The Covid-19 pandemic has changed the way consumers shop. Different types of consumers have emerged from the crises, each with their own unique needs. Revenge spenders, for example, don’t need a motive to spend but delighting them with an optimal brand experience will help retailers gain long term loyalty. Resetter spenders on the other hand will require retailers to be aligned with their values in exchange for loyalty. The recovering spenders will be the most difficult group to encourage to shop but focusing on necessities and competitive pricing could certainly help.
It is important for retailers to understand these 3 types of spenders in order to satisfy their needs.
Revenge spender refers to consumers who are looking make up for lost time. With stores being closed, as well as travel and socialising being restricted, consumers have been starved of shopping experiences. Thus, according to the EY Future Consumer Index, the revenge spenders will be back with a bang and a strong focus on self-comfort and ‘social consumption’.
45% more consumers plan to increase their spending compared to pre-pandemic levels: 43% plan to spend more on holidays; 29% on personal care; and 37% on recreation. The demand will differ for different categories but a 9% increase in every category is predicted. For instance, The Office for National Statisticsfound 53% of working adults are already leaving home for work which has naturally increase demand for coffee and fast-food chains such as Pret a Manger, Paul, Wasabi etc.

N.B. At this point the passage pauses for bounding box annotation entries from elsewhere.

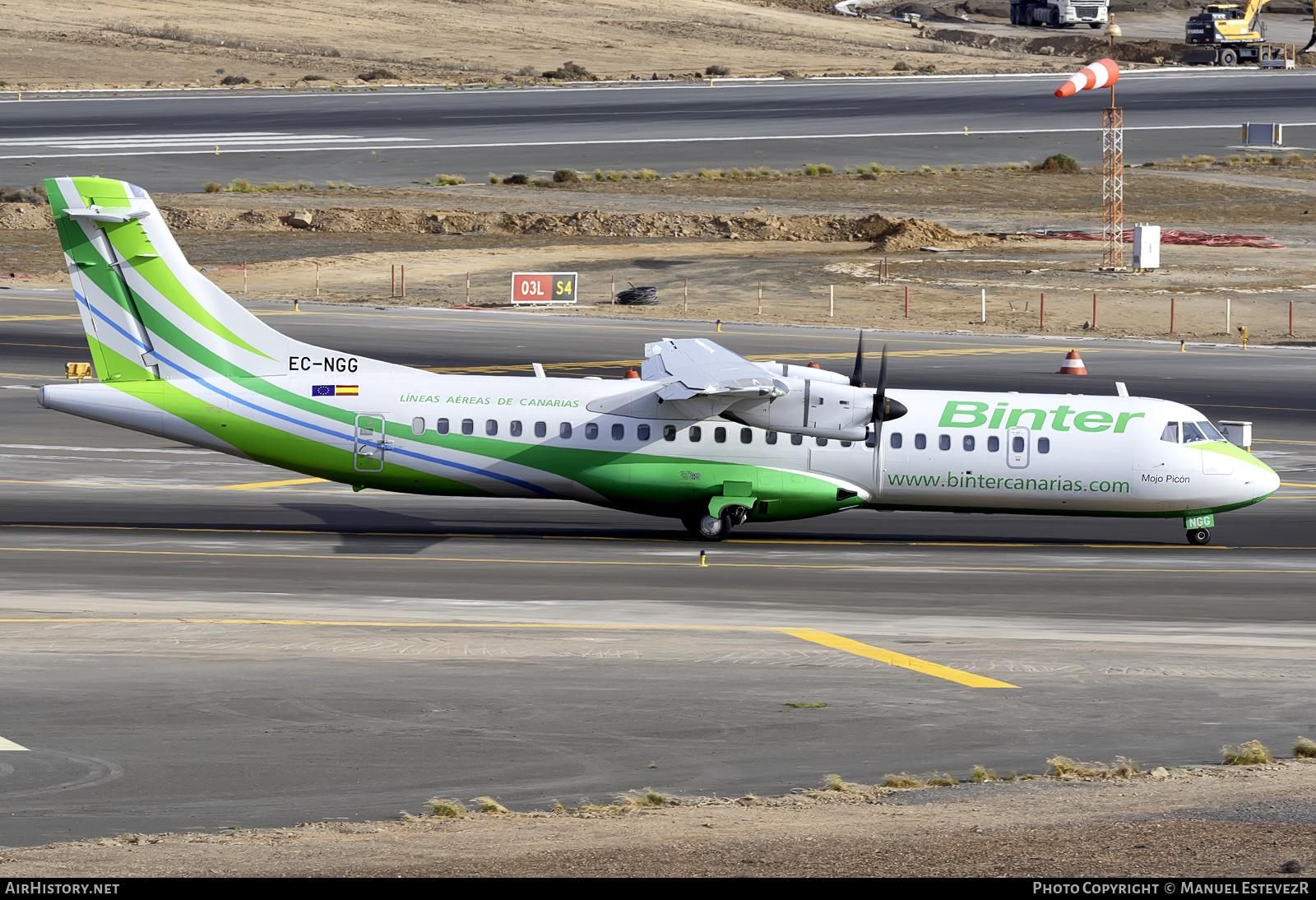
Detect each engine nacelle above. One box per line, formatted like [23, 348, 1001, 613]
[722, 376, 877, 441]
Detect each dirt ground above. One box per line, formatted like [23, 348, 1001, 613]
[0, 0, 1290, 90]
[0, 760, 1316, 878]
[0, 163, 1316, 345]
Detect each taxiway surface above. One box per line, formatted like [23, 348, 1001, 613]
[0, 290, 1316, 845]
[0, 68, 1316, 193]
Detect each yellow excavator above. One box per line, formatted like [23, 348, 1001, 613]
[1184, 0, 1316, 66]
[1184, 0, 1270, 66]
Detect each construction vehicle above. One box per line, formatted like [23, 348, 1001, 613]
[1009, 0, 1110, 28]
[1183, 0, 1270, 66]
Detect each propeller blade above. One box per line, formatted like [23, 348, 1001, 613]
[878, 343, 887, 399]
[850, 327, 864, 387]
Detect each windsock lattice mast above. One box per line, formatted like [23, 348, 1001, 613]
[1055, 59, 1124, 268]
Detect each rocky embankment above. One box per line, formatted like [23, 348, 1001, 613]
[0, 202, 994, 253]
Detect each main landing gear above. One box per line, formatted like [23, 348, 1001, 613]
[680, 507, 748, 542]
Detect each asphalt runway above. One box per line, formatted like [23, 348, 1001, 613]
[0, 290, 1316, 846]
[0, 68, 1316, 193]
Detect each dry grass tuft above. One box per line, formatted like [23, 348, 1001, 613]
[1046, 757, 1142, 782]
[1220, 740, 1275, 766]
[625, 788, 671, 806]
[425, 797, 466, 819]
[471, 797, 511, 814]
[882, 772, 928, 791]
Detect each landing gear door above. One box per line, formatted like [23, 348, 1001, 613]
[1005, 426, 1031, 468]
[351, 413, 388, 472]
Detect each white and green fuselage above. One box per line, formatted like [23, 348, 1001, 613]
[41, 178, 1279, 536]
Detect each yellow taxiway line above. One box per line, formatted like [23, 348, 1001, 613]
[0, 619, 1018, 688]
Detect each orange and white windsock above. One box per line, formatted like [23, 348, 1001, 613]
[1055, 59, 1120, 97]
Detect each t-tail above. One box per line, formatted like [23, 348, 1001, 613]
[38, 178, 410, 471]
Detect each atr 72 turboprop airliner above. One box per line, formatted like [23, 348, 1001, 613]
[38, 178, 1279, 544]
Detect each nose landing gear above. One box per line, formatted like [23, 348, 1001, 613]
[680, 507, 748, 542]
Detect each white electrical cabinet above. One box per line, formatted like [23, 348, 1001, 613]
[1133, 225, 1161, 270]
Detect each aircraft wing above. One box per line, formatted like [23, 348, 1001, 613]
[641, 338, 787, 400]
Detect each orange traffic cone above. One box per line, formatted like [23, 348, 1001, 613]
[1057, 350, 1087, 375]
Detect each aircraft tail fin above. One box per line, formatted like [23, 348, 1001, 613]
[46, 178, 290, 382]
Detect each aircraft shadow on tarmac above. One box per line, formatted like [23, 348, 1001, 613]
[270, 503, 1182, 555]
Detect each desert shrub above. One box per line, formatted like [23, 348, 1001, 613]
[1220, 740, 1275, 766]
[544, 59, 599, 81]
[474, 797, 511, 814]
[882, 772, 925, 790]
[1046, 757, 1142, 780]
[1033, 153, 1082, 173]
[425, 797, 466, 819]
[0, 184, 46, 202]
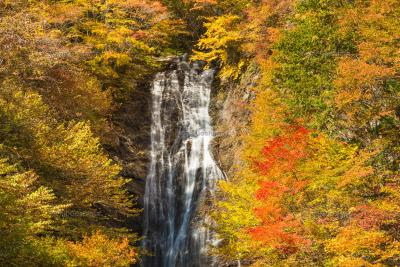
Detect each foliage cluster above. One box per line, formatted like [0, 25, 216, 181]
[195, 0, 400, 266]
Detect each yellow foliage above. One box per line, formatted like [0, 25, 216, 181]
[67, 231, 137, 267]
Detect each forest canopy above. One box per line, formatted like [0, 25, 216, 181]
[0, 0, 400, 267]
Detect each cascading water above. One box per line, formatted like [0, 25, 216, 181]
[143, 58, 223, 267]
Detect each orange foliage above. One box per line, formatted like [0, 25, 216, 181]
[249, 127, 310, 255]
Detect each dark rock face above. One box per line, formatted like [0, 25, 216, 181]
[211, 64, 259, 179]
[106, 80, 151, 233]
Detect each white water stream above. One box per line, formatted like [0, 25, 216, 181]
[143, 59, 223, 267]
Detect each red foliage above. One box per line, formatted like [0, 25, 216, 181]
[254, 127, 309, 175]
[351, 205, 391, 230]
[249, 127, 310, 255]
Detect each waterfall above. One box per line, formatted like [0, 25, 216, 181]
[143, 58, 223, 267]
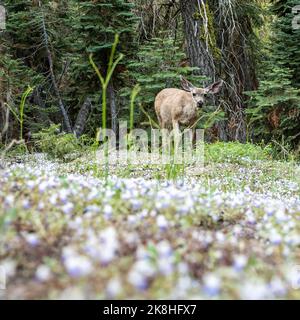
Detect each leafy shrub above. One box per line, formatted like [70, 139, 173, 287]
[205, 142, 272, 163]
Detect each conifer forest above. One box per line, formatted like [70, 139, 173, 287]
[0, 0, 300, 300]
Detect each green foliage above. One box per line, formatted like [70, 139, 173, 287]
[246, 0, 300, 151]
[33, 125, 92, 161]
[205, 142, 272, 163]
[121, 35, 203, 123]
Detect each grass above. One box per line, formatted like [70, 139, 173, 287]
[0, 143, 300, 299]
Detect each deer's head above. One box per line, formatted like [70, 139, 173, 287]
[180, 76, 223, 108]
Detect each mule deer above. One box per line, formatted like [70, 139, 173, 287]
[155, 76, 223, 132]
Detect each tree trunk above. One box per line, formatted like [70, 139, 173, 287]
[39, 1, 72, 133]
[180, 0, 216, 86]
[74, 98, 92, 138]
[107, 80, 117, 133]
[180, 0, 257, 142]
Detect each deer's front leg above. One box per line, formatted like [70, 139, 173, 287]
[173, 120, 181, 154]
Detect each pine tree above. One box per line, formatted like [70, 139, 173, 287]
[247, 0, 300, 147]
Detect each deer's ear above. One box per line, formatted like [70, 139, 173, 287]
[206, 80, 223, 94]
[180, 76, 195, 92]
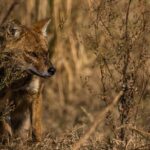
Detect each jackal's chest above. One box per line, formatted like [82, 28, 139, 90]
[26, 77, 40, 93]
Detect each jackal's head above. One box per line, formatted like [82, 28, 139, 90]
[1, 20, 56, 77]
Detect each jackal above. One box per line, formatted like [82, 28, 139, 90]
[0, 20, 56, 141]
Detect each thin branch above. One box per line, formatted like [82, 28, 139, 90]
[72, 91, 123, 150]
[0, 0, 19, 25]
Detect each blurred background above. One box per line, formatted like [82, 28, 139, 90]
[0, 0, 150, 150]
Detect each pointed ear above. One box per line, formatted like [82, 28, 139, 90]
[33, 19, 51, 36]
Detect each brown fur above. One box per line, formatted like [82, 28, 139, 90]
[0, 20, 55, 141]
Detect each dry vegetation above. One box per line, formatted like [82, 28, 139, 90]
[0, 0, 150, 150]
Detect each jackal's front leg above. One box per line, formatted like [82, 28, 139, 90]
[31, 94, 42, 141]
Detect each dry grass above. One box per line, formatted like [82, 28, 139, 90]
[0, 0, 150, 150]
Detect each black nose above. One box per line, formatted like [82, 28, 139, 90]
[48, 67, 56, 75]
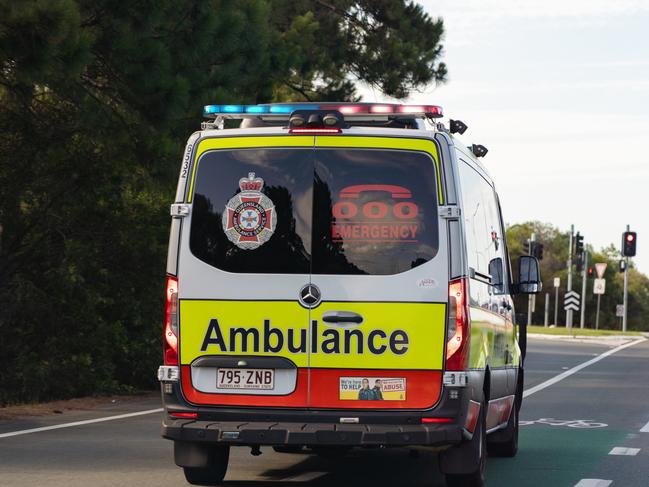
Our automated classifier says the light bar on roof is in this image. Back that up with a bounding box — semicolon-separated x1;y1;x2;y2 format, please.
203;103;443;118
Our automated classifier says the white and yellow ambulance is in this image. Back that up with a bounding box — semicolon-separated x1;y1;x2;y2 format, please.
158;103;540;486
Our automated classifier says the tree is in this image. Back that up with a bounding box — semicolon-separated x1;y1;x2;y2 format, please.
0;0;446;404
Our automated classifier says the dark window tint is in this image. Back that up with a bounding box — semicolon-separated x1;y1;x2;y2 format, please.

As for non-essential shopping, 73% Britons are optimistic about their financial future; and they have aggregated savings of £180bn to spend. In China for instance, revenge spending begun as early as April 2020. Tiffany & Co.’s China sales surged 90% in May 2020 compared to 2019; and Guangzhou’s Hermesstore reached $2.7 million in sales on the day of reopening in April 2020, a record for boutiques in China.
Pent up desire to shop, forced savings and an increased optimism amongst Britons will certainly help recover the British economy, making revenge spenders a highly valuable group of consumers. Among the revenge spenders are also the rewarders who may not have a lot of money but are looking for experiences.
Despite the British governments efforts to minimise the damage caused by the pandemic, many Britons have been hit hard by the pandemic – these are the recovering group of spenders. Unemployment reached 5.1% in Q4 of 2020; the estimated redundancy rate in three months to January 2021 stands at 11.0 people per thousand employees; and since the beginning of the pandemic, 85% of English councils saw an increase in homelessness.
Whether poor before the pandemic, newly poor, or one pay check away from poverty, the recovering spenders have one thing in common; that is, they are only able to buy necessities. In fact, many have been reliant on help for basic necessities. In Braford, three times more food was distributed by food banks compared to pre-pandemic levels and one in five schools in the UK have also set up food distribution.
13% of Britons will have to keep cutting costs until they reach financial stability before they are able to spend on non-necessities. Thus, retailers can attract these consumers with competitive pricing and rewards.
The resetters are not a new group of consumers but the pandemic encouraged their growth. They are concerned with big issues such as climate and sustainability, willing to pay on average of up to 3% more‘green premium’ prices for sustainable goods, and 33% more for cleaner food and drinks.
More than half of consumers of all ages in London said they are seeking more sustainable products. This trend is particularly noticeable among millennials who are willing and able to pay the higher prices attached to sustainable products. 57% of all European consumers have already made significant changes to their lifestyle, such as recycling and busying sustainable products and services.
The resetter consumer is open to changing vendors if their values are aligned. McKinsey’s report found 36% of consumers have tried new brands during the pandemic and 73% of them plan to experiment further with companies they haven’t previously purchased from. The report also found that the majority of consumers who are trying new brands are from the younger generations, Gen Z and millennials. However, most consumers are actively trying to adopt good habits such as reducing alcohol and tobacco consumption and increasing organic fresh food consumption.
Resetters are much like revenge spenders, willing to spend their money, but the brand value must be aligned to their own in order to encourage them to spend.
In summary, understanding the 3 types of spenders is the starting point for retailers to satisfy their customers’ needs. With 42% of the UK population financially unaffected by the pandemic, (19% of consumers even saved money during this period) retailers have a real shot at quick recovery.